Chapter 7

6.4K 273 7
                                    

Maaf ya atas very slow updatenya, dan ceritanya makin nggak jelas. semoga masih ada yang minat nungguin cerita ini. makasi :)


--------------------------------------------------------------------------------------

Selama dua minggu kedepan aku bisa bernafas lega. Karena bisa terbebas dari amukan Chris. Sungguh aku belum siap menghadapinya. Kata Bian, Chris sedang keluar negeri melakukan perjalanan bisnis. Dan semenjak pulang dari rumah orangtua Bian, Bian menjadi berbeda. Dia menjadi lebih manja denganku. Tapi aku menyukainya.

Minggu ini adalah minggu tersibuk dikantor. Seringkali Bian lembur dan aku akan menemaninya. Bian selalu marah-marah ketika aku menemaninya lembur. Katanya nanti aku sakit jika ikut lembur dengannya seperti ini. Tapi dengan keras kepalanya aku akan menolaknya. Dia kira, dia juga tidak akan sakit jika kerja tanpa henti seperti ini? Aku sempat menyuruhnya untuk istirahat, tapi yang ada dia malah mendiamkanku dan tidak menghiraukanku. Disaat dia mulai tidak nyaman, aku akan memijatnya supaya lebih rileks dan membuatkannya kopi setiap cangkirnya kosong.

Ingin sekali aku marah padanya karna empat hari ini dia kerja gila-gilaan. Pulang jam 2 pagi dan berangkat kerja jam 7 pagi. Hari ini aku pulang lebih dulu dari Bian. Aku sudah diwanti-wanti untuk berhenti menemaninya lembur. Karna malas berdebat lebih panjang, aku meng-iyakan saja perintahnya. Dan disinilah aku sekarang di apartemen Bian, menonton tv sambil menunggunya pulang. Ini sudah tengah malam dan belum ada tanda-tanda Bian akan pulang.

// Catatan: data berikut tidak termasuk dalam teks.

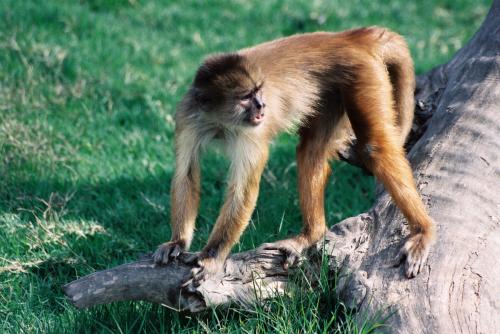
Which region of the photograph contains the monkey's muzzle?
[247,110,264,126]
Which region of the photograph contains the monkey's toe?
[400,233,431,278]
[260,239,302,270]
[153,241,184,264]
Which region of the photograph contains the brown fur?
[155,27,433,277]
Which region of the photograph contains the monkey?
[153,26,435,286]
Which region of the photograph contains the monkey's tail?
[380,29,415,145]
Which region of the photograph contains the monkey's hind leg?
[344,63,434,278]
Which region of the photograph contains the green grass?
[0,0,489,333]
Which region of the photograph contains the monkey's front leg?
[153,129,200,264]
[261,135,330,269]
[183,147,267,287]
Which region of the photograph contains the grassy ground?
[0,0,489,333]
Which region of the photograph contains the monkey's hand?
[399,233,433,278]
[153,240,186,264]
[259,238,305,270]
[181,251,225,292]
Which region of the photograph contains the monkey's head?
[192,53,266,126]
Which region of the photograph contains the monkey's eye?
[240,92,253,101]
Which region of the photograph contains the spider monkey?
[154,27,434,283]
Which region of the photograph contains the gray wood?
[64,0,500,333]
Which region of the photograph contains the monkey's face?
[193,54,265,127]
[236,85,266,126]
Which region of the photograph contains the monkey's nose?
[253,97,265,110]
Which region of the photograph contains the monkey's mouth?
[247,111,264,126]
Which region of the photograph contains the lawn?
[0,0,490,333]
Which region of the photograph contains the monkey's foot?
[259,239,304,270]
[153,240,185,264]
[399,233,432,278]
[181,255,224,292]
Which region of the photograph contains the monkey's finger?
[153,246,168,264]
[169,245,182,259]
[393,247,408,268]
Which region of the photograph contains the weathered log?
[64,0,500,333]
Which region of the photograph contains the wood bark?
[64,0,500,333]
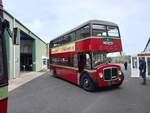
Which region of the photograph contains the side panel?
[75,37,122,52]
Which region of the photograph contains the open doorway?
[20,31,34,71]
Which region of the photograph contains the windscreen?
[0,35,4,80]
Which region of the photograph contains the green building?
[4,11,48,79]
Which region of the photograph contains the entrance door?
[147,57,150,77]
[131,56,139,77]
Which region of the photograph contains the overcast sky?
[4,0,150,54]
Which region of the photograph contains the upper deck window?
[92,24,107,36]
[76,25,90,39]
[0,36,4,80]
[107,26,119,37]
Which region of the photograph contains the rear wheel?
[80,73,95,91]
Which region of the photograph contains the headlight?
[118,70,122,75]
[99,73,103,78]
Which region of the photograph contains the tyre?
[80,73,96,91]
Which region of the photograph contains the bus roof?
[51,20,118,41]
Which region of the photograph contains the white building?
[131,38,150,77]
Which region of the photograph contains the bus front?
[76,22,124,90]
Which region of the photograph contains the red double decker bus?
[49,20,124,91]
[0,0,9,113]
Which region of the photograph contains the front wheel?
[80,74,95,91]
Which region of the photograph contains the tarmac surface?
[8,66,150,113]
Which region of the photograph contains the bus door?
[78,53,86,73]
[131,56,140,77]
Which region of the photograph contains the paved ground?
[8,71,45,92]
[9,66,150,113]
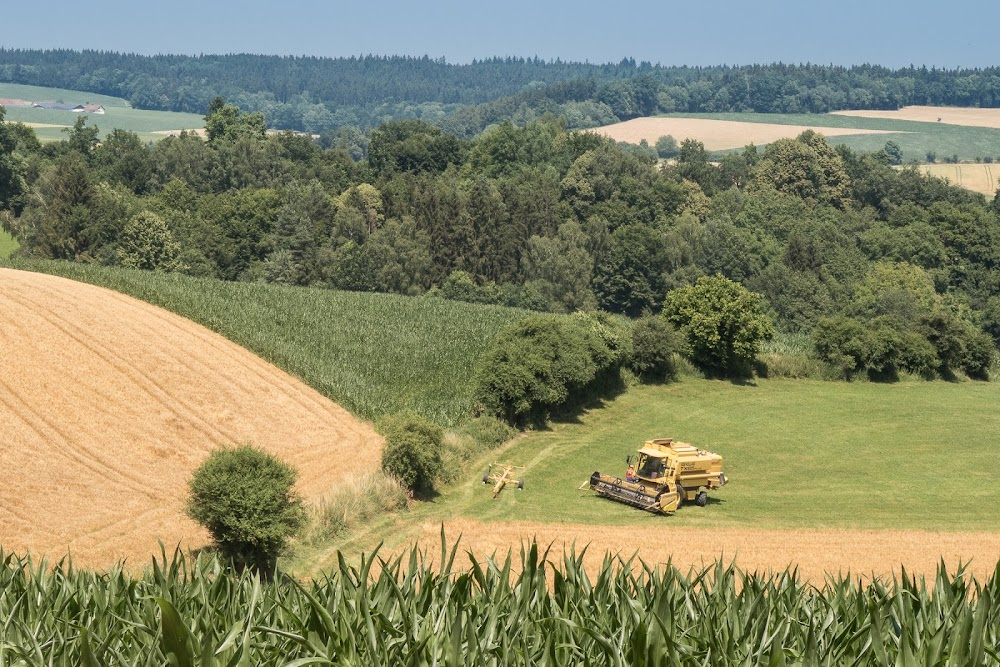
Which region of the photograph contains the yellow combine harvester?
[590,438,726,514]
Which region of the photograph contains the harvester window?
[639,454,663,479]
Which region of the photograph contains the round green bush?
[187,445,305,575]
[379,412,444,492]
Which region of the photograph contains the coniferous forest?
[0,49,1000,137]
[0,91,1000,377]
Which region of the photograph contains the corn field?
[8,260,526,426]
[0,536,1000,667]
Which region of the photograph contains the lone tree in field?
[379,412,444,493]
[663,276,774,375]
[187,445,305,576]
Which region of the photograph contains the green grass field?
[0,83,205,141]
[9,261,525,426]
[668,113,1000,162]
[413,379,1000,530]
[0,229,20,260]
[0,83,130,107]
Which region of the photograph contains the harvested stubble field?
[592,116,893,151]
[404,510,1000,584]
[831,106,1000,128]
[318,379,1000,582]
[0,269,381,566]
[919,164,1000,197]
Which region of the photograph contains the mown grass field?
[667,113,1000,162]
[10,261,525,426]
[404,379,1000,540]
[0,84,205,141]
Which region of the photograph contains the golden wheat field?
[591,118,898,151]
[919,164,1000,197]
[402,519,1000,583]
[0,269,382,566]
[831,106,1000,128]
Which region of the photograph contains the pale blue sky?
[0,0,1000,68]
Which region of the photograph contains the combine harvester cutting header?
[590,438,726,514]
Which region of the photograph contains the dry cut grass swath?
[0,269,381,565]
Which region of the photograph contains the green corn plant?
[0,535,1000,667]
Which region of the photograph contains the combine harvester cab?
[590,438,726,514]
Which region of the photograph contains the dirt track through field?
[830,106,1000,128]
[590,118,904,151]
[0,269,381,566]
[404,519,1000,583]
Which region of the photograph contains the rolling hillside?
[0,83,205,141]
[0,269,381,566]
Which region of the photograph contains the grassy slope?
[12,262,524,425]
[400,380,1000,530]
[669,113,1000,162]
[0,83,205,141]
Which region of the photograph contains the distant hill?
[0,83,205,141]
[0,49,1000,135]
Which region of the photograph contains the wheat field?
[0,269,381,566]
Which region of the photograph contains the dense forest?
[0,49,1000,137]
[0,100,1000,375]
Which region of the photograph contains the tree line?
[0,49,1000,137]
[0,100,1000,377]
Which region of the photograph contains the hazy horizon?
[0,0,1000,69]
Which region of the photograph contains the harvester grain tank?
[590,438,726,514]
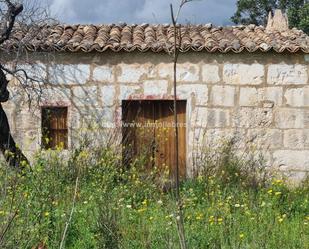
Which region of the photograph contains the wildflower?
[137,208,147,213]
[195,214,203,220]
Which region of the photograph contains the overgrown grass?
[0,145,309,249]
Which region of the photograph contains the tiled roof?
[2,24,309,53]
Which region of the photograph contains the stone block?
[143,80,168,96]
[284,86,309,107]
[92,66,115,83]
[239,87,283,106]
[232,107,273,128]
[283,129,309,149]
[202,64,220,83]
[246,129,283,150]
[275,108,305,128]
[100,85,116,106]
[41,87,72,105]
[171,84,208,105]
[119,85,141,101]
[239,87,259,106]
[118,64,149,83]
[191,107,230,128]
[258,87,283,106]
[267,64,308,85]
[273,150,309,172]
[72,86,98,107]
[223,64,264,85]
[48,64,90,85]
[158,63,199,82]
[210,86,235,106]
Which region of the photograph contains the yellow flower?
[137,208,147,213]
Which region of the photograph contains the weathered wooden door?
[122,100,186,177]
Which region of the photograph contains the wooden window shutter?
[42,107,68,149]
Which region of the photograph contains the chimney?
[266,9,289,32]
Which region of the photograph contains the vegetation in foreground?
[0,145,309,249]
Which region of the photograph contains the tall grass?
[0,144,309,249]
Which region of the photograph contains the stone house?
[0,10,309,178]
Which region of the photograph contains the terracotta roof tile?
[2,24,309,53]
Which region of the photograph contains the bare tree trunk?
[170,0,187,249]
[0,0,29,169]
[0,69,29,169]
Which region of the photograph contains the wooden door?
[123,100,186,177]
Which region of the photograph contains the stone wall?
[5,52,309,180]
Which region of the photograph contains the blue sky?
[47,0,236,25]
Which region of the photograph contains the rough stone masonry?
[4,52,309,182]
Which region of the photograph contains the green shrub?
[0,142,309,249]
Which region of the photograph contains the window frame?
[41,105,69,150]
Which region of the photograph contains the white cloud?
[49,0,236,25]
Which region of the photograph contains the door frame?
[120,98,188,177]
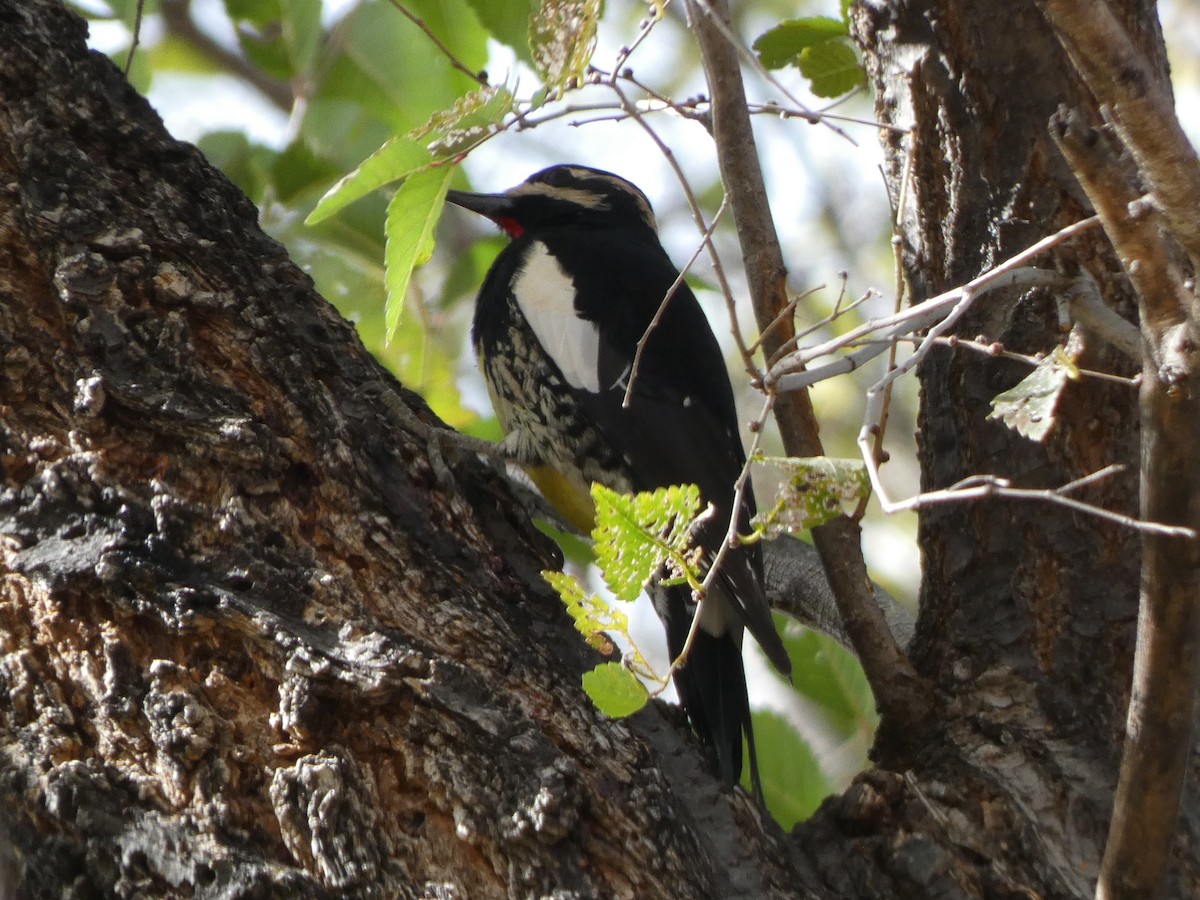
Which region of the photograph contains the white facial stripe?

Ketika mataku hampir tertutup, aku mendengar pintu apartemen terbuka. Bian berada disana, aku bangkit dan menghampirinya. Baru akan mengeluarkan suara untuk menyapanya, tubuh Bian ambruk menimpa tubuhku. Untuk saja kepalaku tidak gegar karena terbentur. Sakit tubuhku jatuh membentur lantai ditambah tertimpa tubuh besar Bian.

"Bian.. kau tidak apa-apa?" aku menepuk-nepuk pipinya pelan tapi Bian hanya diam saja. Aku meraba keningnya dan tanganku rasanya terbakar. Ya Tuhan, badannya panas sekali. Yang kutakutkan akhirnya terjadi. Bian sakit. Aku terus mencoba membangunkannya, untuk pindah berbaring ke kamar. Aku tidak mungkin bisa mengangkat tubuhnya yang lebih besar dari tubuhku. Aku takjub pada Bian, dia menahan untuk tetap sadar dan sampai apartemen dengan selamat.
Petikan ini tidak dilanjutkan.